The importance of seeing family
It has been been an unusual week. My aunt and my grandmother passed away within twelve hours of one another. My already small family has taken a great hit. I had never seen someone battle with cancer before my aunt was diagnosed earlier this year. She was stoic, but not being able to eat takes it toll. She lost the weight that she'd wanted to shed for years, and then some. I remember her making the best roast dinners as a kid. Piles of vegetables so high, I could not see my brother's faces across the table, which at the time suited me fine.
My aunt could remember every meal out she ever had. Not just what she had ordered, but what everyone else ordered too. Towards the end when she could not eat, she would ring and ask me what I was having for dinner. I felt cruel telling her, but she loved talking about cooking long after she was able to do it.
We had a family holiday on the Isle Of Wight earlier this year. My widely dispersed family came together to make memories. Harder than it seems, trying not to notice hair loss, walking aids and obvious fatigue. You can see cancer eating it's way through a person, if you look close enough.

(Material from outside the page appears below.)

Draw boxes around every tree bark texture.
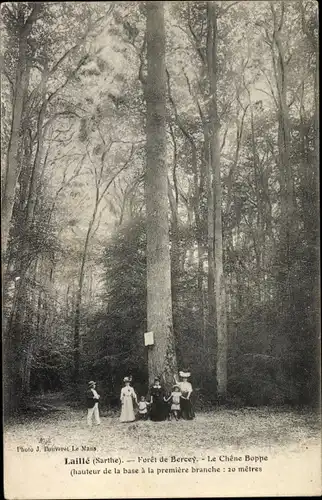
[207,1,227,398]
[145,2,177,387]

We knew it was getting bad when she was unable to do her beloved scratch cards, but she was determined to meet my brother's new son Herbie.
My Uncle redecorated my cousin's old bedroom to make a haven. I was nervous when I went to visit her there, perched uncomfortably on the edge of the bed, scared my smallest movement would hurt her. She rolled to one side and demanded I lie on the pillow next to her.
That was the last time I saw her. She went on to meet Herbie, born three days before my last visit.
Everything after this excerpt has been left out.